From one of the footnotes:
I agree. This is a very minor point, but I feel like it’s worth pointing out that premise (b) (“all remaining meta-normative disputes are purely semantic”) might be something that people could somewhat legitimately disagree with. I personally think premise (b) is obviously correct, but I’m always more “black and white” on questions like these than a lot of people whose reasoning I hold in high regard. The point I’m trying to make is that if you deny (b), you get a kind of interesting naturalist metaethical position that’s different and seemingly more “realist” than PMR. It seems to me that we can imagine a world where people (for some reason or another) just end up agreeing with each other on basically all normative questions. In that world, it would empirically be the case that whenever there are normative disagreement, they tend to eventually get resolved one way or another once certain misunderstandings are pointed out. Of course, if the hypothesis is spelled out this way, it seems relatively clear that this would be a very ambitious claim. Therefore, I think (b) is wrong. But quite a few people seem to think that if only we thought properly about the intrinsically motivating aspects of positive experiences, we’d all come to see that they are what matters, and from that, we could draw further conclusions toward a morality that will seem universally compelling to people who aren’t somehow conceptually confused. I think it’s worth having a name for that hypothesis. (In my introduction to moral realism, I called it “One Compelling Axiology,” but I’m not sure I like the name, and I also am a bit unhappy with how I explained the position in that post.)

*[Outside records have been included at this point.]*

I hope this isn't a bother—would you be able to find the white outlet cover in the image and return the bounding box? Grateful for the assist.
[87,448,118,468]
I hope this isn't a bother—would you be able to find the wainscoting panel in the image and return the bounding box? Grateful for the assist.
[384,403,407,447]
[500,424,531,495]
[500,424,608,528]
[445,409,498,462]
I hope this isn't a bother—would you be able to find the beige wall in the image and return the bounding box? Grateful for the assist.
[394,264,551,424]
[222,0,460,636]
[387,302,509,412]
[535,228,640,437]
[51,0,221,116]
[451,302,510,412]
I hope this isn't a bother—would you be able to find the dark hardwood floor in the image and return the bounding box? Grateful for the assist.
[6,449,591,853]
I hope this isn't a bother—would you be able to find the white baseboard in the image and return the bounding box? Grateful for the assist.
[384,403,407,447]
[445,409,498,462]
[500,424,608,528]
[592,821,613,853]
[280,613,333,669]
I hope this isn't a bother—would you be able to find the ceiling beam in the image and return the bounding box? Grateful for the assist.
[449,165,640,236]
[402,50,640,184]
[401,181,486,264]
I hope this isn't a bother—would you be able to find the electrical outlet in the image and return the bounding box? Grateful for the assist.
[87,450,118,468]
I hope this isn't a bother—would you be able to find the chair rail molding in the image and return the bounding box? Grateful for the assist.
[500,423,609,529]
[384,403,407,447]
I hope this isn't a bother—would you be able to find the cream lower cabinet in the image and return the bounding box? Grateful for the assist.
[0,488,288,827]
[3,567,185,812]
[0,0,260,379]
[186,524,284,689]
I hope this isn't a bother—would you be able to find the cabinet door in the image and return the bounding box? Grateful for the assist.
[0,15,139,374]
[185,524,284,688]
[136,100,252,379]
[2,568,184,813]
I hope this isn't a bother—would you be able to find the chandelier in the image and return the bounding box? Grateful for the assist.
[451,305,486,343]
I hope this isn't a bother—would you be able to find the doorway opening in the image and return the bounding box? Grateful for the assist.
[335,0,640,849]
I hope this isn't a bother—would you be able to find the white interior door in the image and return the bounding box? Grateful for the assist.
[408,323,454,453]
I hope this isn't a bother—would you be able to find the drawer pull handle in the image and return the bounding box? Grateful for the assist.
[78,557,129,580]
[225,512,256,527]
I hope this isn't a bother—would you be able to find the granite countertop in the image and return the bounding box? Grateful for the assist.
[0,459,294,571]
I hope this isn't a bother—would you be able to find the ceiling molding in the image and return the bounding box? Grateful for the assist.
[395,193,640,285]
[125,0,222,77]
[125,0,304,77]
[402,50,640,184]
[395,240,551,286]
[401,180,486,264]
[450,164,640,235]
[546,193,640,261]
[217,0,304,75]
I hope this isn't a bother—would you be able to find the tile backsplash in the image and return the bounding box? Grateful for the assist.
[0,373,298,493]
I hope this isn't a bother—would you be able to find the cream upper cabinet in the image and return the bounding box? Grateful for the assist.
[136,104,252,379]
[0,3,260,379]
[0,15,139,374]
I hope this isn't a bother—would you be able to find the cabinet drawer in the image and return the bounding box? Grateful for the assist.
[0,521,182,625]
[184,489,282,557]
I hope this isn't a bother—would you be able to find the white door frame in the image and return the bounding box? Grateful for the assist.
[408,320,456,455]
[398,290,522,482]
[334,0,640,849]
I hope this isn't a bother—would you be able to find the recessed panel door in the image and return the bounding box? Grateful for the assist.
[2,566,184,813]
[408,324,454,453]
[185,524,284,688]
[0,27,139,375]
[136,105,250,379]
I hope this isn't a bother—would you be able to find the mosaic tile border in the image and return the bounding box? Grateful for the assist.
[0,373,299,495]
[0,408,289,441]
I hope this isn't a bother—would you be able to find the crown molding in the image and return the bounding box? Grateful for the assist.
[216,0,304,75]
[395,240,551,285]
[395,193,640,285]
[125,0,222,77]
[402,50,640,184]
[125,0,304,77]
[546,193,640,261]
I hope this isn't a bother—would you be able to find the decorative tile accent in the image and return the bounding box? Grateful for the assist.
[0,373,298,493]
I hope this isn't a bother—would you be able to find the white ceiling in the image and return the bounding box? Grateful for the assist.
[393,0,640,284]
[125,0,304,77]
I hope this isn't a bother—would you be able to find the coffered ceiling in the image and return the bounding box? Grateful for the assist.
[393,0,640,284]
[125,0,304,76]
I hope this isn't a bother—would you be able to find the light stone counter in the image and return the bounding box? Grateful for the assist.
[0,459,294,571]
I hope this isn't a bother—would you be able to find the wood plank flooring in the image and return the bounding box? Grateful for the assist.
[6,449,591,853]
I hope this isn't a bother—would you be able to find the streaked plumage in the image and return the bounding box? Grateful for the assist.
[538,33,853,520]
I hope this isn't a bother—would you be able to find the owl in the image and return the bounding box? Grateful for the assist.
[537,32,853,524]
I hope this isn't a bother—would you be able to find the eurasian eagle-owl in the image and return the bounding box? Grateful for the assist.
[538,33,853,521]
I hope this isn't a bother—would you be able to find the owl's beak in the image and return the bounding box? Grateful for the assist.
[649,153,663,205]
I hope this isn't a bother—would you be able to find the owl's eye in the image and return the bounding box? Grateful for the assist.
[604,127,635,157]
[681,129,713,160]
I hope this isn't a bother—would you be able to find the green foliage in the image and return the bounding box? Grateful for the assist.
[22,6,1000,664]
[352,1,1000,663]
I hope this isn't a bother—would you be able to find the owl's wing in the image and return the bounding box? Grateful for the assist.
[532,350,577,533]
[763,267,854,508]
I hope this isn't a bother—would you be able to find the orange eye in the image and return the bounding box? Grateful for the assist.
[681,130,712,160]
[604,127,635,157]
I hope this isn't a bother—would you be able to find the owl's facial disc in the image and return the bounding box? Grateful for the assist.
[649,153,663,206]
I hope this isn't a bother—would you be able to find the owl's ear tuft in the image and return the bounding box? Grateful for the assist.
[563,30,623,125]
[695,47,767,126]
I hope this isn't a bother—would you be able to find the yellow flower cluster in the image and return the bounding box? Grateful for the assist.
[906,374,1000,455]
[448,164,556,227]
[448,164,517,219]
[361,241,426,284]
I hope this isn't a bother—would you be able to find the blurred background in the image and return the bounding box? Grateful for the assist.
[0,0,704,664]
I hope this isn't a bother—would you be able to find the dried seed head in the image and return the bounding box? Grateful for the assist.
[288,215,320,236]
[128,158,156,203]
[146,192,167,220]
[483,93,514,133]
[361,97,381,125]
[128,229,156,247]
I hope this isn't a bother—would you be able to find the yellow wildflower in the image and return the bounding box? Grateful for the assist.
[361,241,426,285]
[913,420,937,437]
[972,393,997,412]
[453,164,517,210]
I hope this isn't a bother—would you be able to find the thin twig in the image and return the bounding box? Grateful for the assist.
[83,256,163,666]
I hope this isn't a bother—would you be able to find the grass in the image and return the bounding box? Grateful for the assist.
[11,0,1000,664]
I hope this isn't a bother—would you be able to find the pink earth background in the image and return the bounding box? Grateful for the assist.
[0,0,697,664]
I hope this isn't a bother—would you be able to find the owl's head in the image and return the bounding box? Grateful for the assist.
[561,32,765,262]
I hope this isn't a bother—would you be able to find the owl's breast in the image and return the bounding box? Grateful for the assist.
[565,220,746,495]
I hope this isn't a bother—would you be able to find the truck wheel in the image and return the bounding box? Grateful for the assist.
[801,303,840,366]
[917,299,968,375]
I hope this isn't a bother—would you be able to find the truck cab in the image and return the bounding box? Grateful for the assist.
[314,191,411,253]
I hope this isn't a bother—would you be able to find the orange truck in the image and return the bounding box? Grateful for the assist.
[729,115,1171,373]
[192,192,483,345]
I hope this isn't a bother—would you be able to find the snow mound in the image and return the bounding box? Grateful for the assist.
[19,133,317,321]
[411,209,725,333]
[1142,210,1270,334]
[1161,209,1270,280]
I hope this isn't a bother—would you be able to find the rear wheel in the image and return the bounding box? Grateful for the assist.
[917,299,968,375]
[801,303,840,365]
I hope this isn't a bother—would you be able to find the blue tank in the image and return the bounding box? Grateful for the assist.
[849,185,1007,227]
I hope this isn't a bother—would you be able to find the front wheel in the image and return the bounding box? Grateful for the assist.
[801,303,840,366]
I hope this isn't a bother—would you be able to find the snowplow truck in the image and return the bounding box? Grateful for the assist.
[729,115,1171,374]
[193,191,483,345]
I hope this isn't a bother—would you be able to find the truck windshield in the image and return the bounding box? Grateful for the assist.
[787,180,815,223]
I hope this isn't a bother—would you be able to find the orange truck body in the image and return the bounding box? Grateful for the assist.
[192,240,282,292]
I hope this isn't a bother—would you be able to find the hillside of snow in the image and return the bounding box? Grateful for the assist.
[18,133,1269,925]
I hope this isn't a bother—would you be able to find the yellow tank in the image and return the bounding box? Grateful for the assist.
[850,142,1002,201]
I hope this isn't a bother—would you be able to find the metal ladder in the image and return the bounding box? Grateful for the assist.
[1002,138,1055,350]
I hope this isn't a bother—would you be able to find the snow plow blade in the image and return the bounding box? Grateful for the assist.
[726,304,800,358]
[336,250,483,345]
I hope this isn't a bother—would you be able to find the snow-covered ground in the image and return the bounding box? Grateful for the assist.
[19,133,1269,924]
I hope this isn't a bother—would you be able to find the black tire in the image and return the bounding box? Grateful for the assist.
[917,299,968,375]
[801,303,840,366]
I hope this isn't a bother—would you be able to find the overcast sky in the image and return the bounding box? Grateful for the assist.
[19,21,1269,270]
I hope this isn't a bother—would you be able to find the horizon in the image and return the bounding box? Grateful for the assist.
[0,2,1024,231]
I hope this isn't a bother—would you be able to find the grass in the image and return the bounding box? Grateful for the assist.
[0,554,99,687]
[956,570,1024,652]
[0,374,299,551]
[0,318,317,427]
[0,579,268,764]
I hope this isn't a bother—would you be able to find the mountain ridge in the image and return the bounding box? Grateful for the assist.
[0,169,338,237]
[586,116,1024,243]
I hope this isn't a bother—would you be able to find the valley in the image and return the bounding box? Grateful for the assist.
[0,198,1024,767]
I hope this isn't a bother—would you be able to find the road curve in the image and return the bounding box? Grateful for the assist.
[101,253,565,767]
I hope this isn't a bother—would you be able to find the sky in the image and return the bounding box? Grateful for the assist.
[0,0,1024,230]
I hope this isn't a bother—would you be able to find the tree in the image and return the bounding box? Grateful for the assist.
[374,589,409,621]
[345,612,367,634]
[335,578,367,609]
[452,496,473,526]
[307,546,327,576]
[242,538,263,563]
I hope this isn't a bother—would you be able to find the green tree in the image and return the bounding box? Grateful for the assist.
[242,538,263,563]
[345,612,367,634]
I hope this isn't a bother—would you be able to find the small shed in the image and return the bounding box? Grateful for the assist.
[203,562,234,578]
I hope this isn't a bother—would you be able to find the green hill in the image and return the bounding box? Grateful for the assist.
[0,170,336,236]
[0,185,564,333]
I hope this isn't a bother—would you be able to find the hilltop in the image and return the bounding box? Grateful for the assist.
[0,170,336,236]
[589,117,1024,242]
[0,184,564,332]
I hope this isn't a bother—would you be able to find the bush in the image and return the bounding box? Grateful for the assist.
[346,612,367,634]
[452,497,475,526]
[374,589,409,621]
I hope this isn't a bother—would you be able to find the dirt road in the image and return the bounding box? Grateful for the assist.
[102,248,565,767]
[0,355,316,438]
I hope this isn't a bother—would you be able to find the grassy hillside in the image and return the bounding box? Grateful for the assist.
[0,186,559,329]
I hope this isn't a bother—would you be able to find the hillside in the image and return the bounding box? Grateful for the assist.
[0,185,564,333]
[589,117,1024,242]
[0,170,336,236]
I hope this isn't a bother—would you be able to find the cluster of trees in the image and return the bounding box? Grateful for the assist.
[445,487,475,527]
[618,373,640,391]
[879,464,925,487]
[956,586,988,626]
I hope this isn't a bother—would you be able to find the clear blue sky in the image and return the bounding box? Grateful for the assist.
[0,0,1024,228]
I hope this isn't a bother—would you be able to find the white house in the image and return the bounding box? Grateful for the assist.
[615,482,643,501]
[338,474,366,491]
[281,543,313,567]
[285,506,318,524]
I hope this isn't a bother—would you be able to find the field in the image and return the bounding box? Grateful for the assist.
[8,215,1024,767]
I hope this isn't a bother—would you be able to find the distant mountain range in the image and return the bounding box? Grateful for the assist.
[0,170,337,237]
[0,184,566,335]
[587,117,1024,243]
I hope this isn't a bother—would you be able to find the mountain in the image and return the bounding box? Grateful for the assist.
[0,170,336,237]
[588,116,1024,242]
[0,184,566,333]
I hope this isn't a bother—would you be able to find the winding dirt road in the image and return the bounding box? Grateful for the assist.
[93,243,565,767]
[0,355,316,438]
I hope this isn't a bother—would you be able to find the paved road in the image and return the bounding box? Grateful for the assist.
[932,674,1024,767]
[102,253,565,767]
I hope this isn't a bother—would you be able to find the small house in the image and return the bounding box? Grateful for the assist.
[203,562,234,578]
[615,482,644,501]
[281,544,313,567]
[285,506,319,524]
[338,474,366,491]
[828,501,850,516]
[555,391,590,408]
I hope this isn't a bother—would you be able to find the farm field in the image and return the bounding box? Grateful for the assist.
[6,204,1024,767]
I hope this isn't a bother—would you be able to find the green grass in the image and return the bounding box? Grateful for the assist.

Edited to add: I think Wei Dai has also described this position in his post about six metaethical possibilities, but I don’t think he gave it a name there.
Just wanted to say I really appreciate you taking the time to write up such a long, clear, and thoughtful response!
(If I have a bit of time and/or need to procrastinate anything in the near future, I may write up a few further thoughts under this comment.)
I was tempted to downvote your post, but refrained, seeing how much effort you put into it. Sadly, it seems to miss the point of non-realism entirely, at least the way I understand it. I am not a realist, and have been quite vocal about my views here. Admittedly, they are rather more radical than those of many here. Mostly out of necessity, since once you become skeptical about one realist position, then to be consistent you have to keep decompartmentalizing until the notions of reality, truth and existence become nothing more than useful models. This obviously applies to normative claims, as well, and so cognitivism is not wrong, but meaningless.
Consider thinking in terms of useful instead of true, it will magically remove all these internal contradictions you are struggling with. Sometimes it’s useful to follow the realist approach, and sometimes it doesn’t work and so you do or say something that an anti-realist would endorse. No need to be dogmatic about it.